Our search strategy found 85 records. After we removed the duplications by computer and scanned each article by hand, 49 articles were left. We then screened the 49 articles, and 22 studies were identified to be eligible potentially. Ultimately, after reading all 22 studies, 8 full-text articles with a combined 4513 gastric cancer patients were included [5,6,11,1316,21]. We summarized the characteristics of the included studies in Table 1. All 8 studies were cohort studies (6 retrospective and 2 prospective studies) published between 2010 and 2016.

In comparison to normal PLR,the high PLR had a higher risk of lymph node metastasis with OR of 1.50 (95% Cl:1.24–1.82; I2 = 17%) (Fig 2A) [6,11,14,15,20]; Coincidentally, the high PLR had a higher risk of serosal invasion (T3 +T4) with OR of 1.99 (95% Cl: 1.60–2.46; I2 = 28%) (Fig 2B) [6,11,14,15,20]; The high PLR also increased the advanced stage (III +IV) risk with OR 1.99 (95% Cl: 1.60–2.46; I2 = 28%) (Fig 2C) [6,11,14,15,20]. An high PLR is not a reliable predictor for OS, however, with an HR of 0.99, it may be a reliable predictor (95%CI: 0.9–1.1; P heterogeneity = 0.34) (Fig 3A) [5,6,11,1316]. Subgroup analyses of OS according to geographic, research styles and cutoff values were conducted, and these results excluded the potential source of heterogeneity among including studies to some extent (Table 2); we also performed sensitivity analyses for the OS by removing one study at a time to determine whether an individual study influenced the results; there was no significant influence by any single study (Fig 3B).
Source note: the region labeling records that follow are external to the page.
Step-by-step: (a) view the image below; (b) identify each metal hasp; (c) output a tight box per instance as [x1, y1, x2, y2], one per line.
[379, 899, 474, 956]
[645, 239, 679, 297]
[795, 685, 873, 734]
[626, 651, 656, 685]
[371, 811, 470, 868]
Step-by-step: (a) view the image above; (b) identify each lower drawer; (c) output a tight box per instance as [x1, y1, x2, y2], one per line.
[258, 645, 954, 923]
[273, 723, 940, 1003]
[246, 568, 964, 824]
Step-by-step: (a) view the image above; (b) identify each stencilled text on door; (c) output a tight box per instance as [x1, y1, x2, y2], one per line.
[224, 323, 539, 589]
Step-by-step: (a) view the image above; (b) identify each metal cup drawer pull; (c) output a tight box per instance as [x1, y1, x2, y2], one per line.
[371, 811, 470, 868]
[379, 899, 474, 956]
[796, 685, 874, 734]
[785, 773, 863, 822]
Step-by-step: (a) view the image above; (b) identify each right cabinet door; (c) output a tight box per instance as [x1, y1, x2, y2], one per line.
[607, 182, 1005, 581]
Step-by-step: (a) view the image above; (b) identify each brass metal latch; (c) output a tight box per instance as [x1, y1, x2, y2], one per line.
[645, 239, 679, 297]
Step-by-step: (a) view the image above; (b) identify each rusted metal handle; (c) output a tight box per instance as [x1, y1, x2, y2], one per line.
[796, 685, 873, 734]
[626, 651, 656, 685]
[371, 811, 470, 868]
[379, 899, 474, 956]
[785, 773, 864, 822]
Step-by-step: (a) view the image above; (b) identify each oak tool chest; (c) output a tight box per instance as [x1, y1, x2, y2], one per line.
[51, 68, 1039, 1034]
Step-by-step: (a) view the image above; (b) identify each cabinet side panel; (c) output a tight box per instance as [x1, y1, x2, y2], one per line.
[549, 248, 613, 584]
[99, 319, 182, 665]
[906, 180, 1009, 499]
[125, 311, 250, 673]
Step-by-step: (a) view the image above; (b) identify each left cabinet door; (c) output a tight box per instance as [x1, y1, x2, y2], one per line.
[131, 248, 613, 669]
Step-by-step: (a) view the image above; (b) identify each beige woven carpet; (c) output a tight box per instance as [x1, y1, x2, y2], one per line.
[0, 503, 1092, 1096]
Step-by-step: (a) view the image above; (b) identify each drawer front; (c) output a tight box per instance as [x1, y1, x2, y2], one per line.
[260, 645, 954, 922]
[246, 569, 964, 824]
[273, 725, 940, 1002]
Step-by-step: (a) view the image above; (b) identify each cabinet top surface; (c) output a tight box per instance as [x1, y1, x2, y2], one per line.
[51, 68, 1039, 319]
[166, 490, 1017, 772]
All above results suggested that our results had no obvious heterogeneity between the included studies. All studies with NOS scores ≥6 were regarded as high quality studies.

thumbnail
Fig 2.

Forrest plots of included studies evaluating ORs of PLR for lymph node involvement (A), serosal invasion (B), and AJCC staging (C) in gastric cancer. OR = odds ratio, AJCC = American Joint Committee On Cancer, PLR = platelet-lymphocyte ratio, CI = confidence interval, M-H = Mantel-Haenszel.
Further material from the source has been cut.